I think they’re specific so you can be concise. If we know it ALWAYS goes Author, Year, Title, Publisher. you don’t need to put ‘Author: Jones. Published 2010. Title: John Smith (2013). Published by Bloggs.’
Even in ambiguous cases Jones (2010), *‘John Smith (2013)’* Bloggs
is entirely clear as long as we stick to the standard.
It also helps in the modern era with searching and indexing large archives etc
Different disciplines use different styles for reasons specific to their fields.
[This page](https://poorvucenter.yale.edu/undergraduates/using-sources/principles-citing-sources/why-are-there-different-citation-styles) gives a pretty good basic rundown as to why each discipline uses the style it uses.
And really, once you make it a practice, the formatting stops feeling so arcane and becomes no different than any other rules of grammar.
Which is to say that, as long as you understand what components need to be in place and can arrange them in a way that’s intelligible to the audience that you’re presenting it to, nobody actually really cares that much if you break the rules a little.
It’s not just about giving people credit for their work – someone that knows what they’re doing will also look to your citations to evaluate the quality of your work and to examine how you constructed your argument, and may use those sources to build on or challenge your work.
So making sure that framework of references is intelligible to the reader and is presented in a way that gives them all the information they need for the discipline you’re working in is really important.
References aren’t just about giving people credit, they are also about helping your readers navigate the web of scholarship on the topic they are interested in.

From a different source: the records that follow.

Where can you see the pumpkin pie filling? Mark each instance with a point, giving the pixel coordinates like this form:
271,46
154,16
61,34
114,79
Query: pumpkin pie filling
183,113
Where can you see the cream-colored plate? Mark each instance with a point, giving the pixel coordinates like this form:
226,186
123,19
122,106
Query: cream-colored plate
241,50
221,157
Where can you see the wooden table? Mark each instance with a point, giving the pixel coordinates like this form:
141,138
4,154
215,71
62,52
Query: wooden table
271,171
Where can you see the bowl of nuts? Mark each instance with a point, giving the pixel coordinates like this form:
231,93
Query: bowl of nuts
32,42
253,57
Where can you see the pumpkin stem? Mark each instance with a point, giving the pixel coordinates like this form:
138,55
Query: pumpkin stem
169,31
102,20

When someone is seriously researching the established literature, they may read an abstract, skip straight to the citations skim through the 50 or so citations, look up the most interesting 10, read those abstracts, skip to those citations, look up the interesting ones of those, and hopefully find a paper that is exactly on point for what they are looking for. Keep in mind that the same author may have published multiple papers (possibly in the same year); and there could be multiple papers with the same title; and when you are writing the paper you need to maintain your list of references. It makes everyone’s life way easier to just have a standard way of writing citations.
It would be better if everyone could agree on the same standard, but history got in our way, so now we have a couple.
In fields where tracking down references is less essential you see much looser standards around citation. For example, you almost never see APA or Harvard style references in newspapers. You’ll just see in the prose of the article a description of where it came from, hopefully with the name of the underlying article and its authors. Since an entire story in the news will have maybe 1 or 2 published sources, and most readers are not interested in reading the original source, there is far less reason to standardize on a citation format.
If you’re writing an academic paper, I should be able to read your citations and easily find exactly where you got the information. It’s as much about fact-checking as it is about credit. Does the paper you cite actually say what you say it says?
Page numbers can vary across editions, so the citation has to show which version of the book or paper you used. Again, so I can easily find the information.
Sometimes, translation is important. So if you’re citing, say, Ceasar’s Commentaries, there are multiple translations, each one slightly different.
So, the citation format is important so the reader can easily evaluate the source.